A report - Think Frailty - published by HIS has now reported on how the areas testing this approach have done since the project was established two years ago.
It found there were positive outcomes, even when hospital beds numbers overall were reducing in many areas. In NHS Grampian, the number of acute care of the elderly beds fells from 152 to 90 between 2008 and 2013.
But after a specialist geriatric assessment unit was set up at Aberdeen Royal Infirmary, the average length of stay for elderly patients fell from over 22 days to eight, with increases in those discharged within 48 hours.
They also saw mortality rates drop from 15.4 per cent to 10.3.
In NHS Lanarkshire, where staff committed to carrying out CGAs within 24 hours of admission to hospital, overall admissions among patients over 75 fell by 20 per cent over three years.
And in NHS Lothian staff achieved a reduction in time taken for patients to be identified as frail and referred to the Elderly Care Assessment Team from 38 hours to two hours in the space of three months after improvements to screening were introduced.

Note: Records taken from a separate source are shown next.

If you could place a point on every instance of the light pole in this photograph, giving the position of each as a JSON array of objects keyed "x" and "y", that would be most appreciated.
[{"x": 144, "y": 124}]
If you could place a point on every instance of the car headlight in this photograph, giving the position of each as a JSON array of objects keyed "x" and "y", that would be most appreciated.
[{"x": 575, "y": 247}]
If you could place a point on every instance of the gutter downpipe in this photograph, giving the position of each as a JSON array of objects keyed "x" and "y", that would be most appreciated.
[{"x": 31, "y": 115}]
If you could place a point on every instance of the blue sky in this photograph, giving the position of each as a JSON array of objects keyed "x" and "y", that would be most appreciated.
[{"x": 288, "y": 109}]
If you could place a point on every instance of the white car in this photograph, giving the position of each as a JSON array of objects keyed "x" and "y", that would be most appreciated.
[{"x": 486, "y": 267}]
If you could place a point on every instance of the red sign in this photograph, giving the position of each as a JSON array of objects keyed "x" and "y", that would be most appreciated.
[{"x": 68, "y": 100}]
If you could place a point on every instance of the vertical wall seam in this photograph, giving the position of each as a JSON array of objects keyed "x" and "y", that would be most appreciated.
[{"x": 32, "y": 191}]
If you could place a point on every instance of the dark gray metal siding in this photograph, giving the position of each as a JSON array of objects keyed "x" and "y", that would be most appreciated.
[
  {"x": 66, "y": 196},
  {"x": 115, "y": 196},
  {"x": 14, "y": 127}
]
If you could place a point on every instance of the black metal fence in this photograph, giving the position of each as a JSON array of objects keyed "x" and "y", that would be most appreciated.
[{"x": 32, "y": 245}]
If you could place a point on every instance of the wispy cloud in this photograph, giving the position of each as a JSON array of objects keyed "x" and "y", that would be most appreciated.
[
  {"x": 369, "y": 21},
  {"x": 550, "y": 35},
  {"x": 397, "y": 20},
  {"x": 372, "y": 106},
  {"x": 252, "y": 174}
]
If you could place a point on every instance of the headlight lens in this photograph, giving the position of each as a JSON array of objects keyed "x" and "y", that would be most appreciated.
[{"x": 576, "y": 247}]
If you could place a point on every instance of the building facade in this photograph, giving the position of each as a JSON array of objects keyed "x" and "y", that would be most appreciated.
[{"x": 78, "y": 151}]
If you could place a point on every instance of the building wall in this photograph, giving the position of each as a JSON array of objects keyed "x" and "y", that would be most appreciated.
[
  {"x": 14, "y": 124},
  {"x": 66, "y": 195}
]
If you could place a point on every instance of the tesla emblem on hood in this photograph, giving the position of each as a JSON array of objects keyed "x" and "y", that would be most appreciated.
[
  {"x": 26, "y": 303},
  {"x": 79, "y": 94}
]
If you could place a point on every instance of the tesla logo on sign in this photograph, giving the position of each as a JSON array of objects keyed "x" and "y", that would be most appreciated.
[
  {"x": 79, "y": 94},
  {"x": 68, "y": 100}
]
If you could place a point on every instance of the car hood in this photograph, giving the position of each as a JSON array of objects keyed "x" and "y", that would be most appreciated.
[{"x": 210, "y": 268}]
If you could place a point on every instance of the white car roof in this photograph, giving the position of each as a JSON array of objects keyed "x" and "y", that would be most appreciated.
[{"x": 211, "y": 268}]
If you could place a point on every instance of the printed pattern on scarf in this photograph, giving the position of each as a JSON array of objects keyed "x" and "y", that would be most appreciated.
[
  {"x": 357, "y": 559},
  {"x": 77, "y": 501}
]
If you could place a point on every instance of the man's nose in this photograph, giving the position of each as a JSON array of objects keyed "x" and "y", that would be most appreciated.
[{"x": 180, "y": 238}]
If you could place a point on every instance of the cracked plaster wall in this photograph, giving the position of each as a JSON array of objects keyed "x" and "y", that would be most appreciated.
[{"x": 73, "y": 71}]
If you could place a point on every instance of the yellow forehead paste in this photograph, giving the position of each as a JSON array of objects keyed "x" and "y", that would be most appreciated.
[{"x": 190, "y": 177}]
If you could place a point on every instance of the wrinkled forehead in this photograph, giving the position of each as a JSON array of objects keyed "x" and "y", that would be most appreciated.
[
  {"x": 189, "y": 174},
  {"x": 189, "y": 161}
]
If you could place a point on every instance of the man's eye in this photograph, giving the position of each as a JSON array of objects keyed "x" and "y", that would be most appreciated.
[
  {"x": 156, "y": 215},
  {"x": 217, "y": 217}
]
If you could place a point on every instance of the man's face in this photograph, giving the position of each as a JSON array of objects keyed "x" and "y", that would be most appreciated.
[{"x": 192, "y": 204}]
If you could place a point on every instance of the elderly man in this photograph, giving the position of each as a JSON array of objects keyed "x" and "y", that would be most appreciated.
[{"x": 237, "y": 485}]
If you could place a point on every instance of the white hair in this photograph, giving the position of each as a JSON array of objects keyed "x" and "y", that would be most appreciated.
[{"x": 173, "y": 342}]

An analysis of improvements in the assessment of frail patients in NHS Ayrshire and Arran also found that costs could be reduced significantly due to reduced hospital stays and fewer admissions.
Penny Bond, from the HIS Older People In Acute Care (OPAC) team, said: “Frailty is complex but the early evidence from our work tells us that when frail older people are identified rapidly and have a comprehensive assessment process carried out, outcomes can be improved.
“The project was initially set up with the objective of improving care for older people in acute care and the work that the teams across Scotland have undertaken highlights significant improvements for frail older people coming into hospital.
“These outcomes include reduction in admissions and re-admissions to hospital, reduction in length of stay and reduction in discharge to care homes.”
An Age Scotland spokeswoman said: “This is exactly the sort of innovative approach we need to see the NHS taking in relation to our older population.
“Identifying those with needs early and taking preventative approaches will be vital as the proportion of older people in our population increases.
“Nobody should end up in hospital if it can be avoided. However, the fact that this project has been able to cut admissions shows some people currently are. We would want to see the spread of such good practice across the NHS being prioritised.”